The Mendocino Bourbon Group was created by Mendocino County Sheriff Tom Allman, who is interested in the art and science of fermentation and distillation, and is a loose assemblage of Tom’s friends and family who share his interest.

A whiskey tasting is different than a wine tasting, because of the alcohol potency of spirits. Crispin and Tamar planned ahead and poured the five samples over two full hours, with breaks for food, distillation room tours, barrel room tours, and lots of time for questions and answers. Pours were just the right size; large enough to appreciate the aromatics and flavor, but small enough to prevent inebriation.

The food was delicious; I enjoyed cheeses, salmon, and a terrific vegetable soup that had Tamar telling us, “if the carnivores among you knew what was in it, you probably wouldn’t try it, but I’m glad you like it, so I’m not telling.”

All of the whiskeys tasted were hand crafted antique double distillation spirits using a copper potstill, following Cognac traditions dating back to the Bronze Age, written down in 1510, and learned by Crispin from working with Hubert Germain-Robin over many years.

Low Gap California Whiskey 2011 Malted Corn & Malted Barley Blended Whiskey, 46 percent alc/vol, distilled Dec. 28, 2011, bottled June 9, 2014 – bright, multi-noted, layered at a very subtle level, with a little bite on the end; the straightforward classic corn whiskey flavor definitely comes through.

Low Gap California Whiskey 2011 Malted Bavarian Hard Wheat Whiskey, 44 percent alc/vol, distilled Sept. 20, 2011, bottled March 17, 2014 – more focused, a little deeper, butterscotch and cereal grain, candied wheat, and is incredibly smooth.

Low Gap California Whiskey 100 Proof Malted Bavarian Hard Wheat Whiskey, 50 percent alc/vol, distilled Sept. 30, 2012, bottled Nov. 20, 2014 – sweet notes on an absolutely dry spirit.
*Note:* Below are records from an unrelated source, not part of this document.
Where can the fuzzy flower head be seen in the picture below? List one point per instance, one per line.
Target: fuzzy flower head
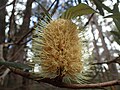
(58, 50)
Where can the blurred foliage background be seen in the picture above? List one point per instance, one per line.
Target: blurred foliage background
(18, 18)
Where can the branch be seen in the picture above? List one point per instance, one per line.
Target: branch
(57, 83)
(6, 5)
(2, 77)
(116, 60)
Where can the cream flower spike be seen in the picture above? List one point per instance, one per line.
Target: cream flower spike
(57, 48)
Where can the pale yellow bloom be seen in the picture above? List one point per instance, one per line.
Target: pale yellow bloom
(60, 51)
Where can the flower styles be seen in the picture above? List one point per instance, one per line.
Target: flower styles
(60, 53)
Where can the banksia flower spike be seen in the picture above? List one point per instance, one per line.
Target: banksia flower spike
(57, 48)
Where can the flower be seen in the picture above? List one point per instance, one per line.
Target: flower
(58, 50)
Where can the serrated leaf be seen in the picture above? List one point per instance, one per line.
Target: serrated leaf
(99, 7)
(117, 34)
(16, 65)
(79, 10)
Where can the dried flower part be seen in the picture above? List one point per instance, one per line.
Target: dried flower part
(61, 49)
(58, 50)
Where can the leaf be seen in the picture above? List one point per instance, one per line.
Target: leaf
(79, 10)
(115, 15)
(99, 7)
(117, 34)
(16, 65)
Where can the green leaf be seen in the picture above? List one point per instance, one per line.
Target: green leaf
(99, 7)
(15, 65)
(79, 10)
(117, 34)
(115, 15)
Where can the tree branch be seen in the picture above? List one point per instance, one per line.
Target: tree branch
(116, 60)
(57, 83)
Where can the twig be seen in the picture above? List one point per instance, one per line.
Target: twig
(55, 82)
(116, 60)
(1, 53)
(2, 77)
(89, 20)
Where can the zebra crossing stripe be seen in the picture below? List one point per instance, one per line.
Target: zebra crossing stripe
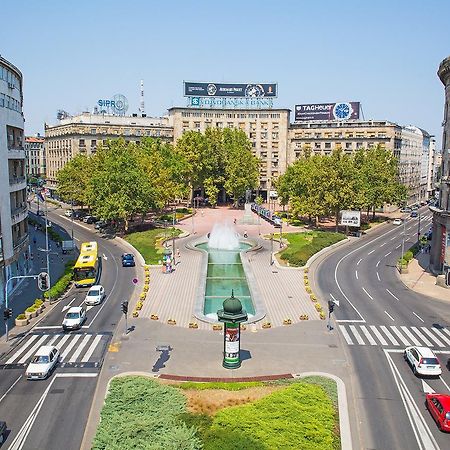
(356, 334)
(432, 337)
(70, 346)
(441, 335)
(378, 335)
(400, 336)
(22, 349)
(346, 335)
(389, 335)
(33, 349)
(369, 337)
(421, 336)
(79, 349)
(408, 333)
(91, 348)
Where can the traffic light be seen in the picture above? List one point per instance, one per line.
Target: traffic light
(330, 306)
(43, 281)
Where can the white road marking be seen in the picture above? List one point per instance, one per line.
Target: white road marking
(91, 348)
(432, 337)
(389, 335)
(346, 335)
(358, 337)
(421, 336)
(378, 335)
(22, 349)
(408, 333)
(396, 298)
(400, 335)
(369, 337)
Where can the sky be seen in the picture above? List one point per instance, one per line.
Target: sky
(382, 53)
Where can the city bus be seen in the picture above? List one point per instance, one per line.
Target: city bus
(86, 269)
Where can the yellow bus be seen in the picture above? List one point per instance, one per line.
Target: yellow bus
(86, 269)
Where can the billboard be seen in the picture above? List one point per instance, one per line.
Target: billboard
(252, 90)
(350, 218)
(327, 111)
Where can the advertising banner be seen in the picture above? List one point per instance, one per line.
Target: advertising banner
(350, 218)
(327, 111)
(252, 90)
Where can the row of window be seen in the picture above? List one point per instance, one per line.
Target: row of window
(9, 76)
(9, 102)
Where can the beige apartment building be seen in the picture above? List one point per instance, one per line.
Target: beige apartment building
(82, 134)
(267, 129)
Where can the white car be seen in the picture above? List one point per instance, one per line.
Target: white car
(423, 361)
(95, 295)
(43, 362)
(74, 318)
Crispin noted a, “sunshiny butterscotch finish.”

Low Gap California Whiskey 2 Year Malted Rye Whiskey, 42.2 percent alc/volume, distilled Oct. 26, 2012, bottled Nov. 20, 2014 – the rye flavors were almost like candy.

To be labeled “bourbon” a spirit must use three of four grains: corn, barley, rye and wheat; one of the grains must account for at least 51 percent of the blend, and it must spend two years at 60 percent alcohol in a standard new oak barrel.

Crispin’s bourbon is malted corn, malted barley and malted rye.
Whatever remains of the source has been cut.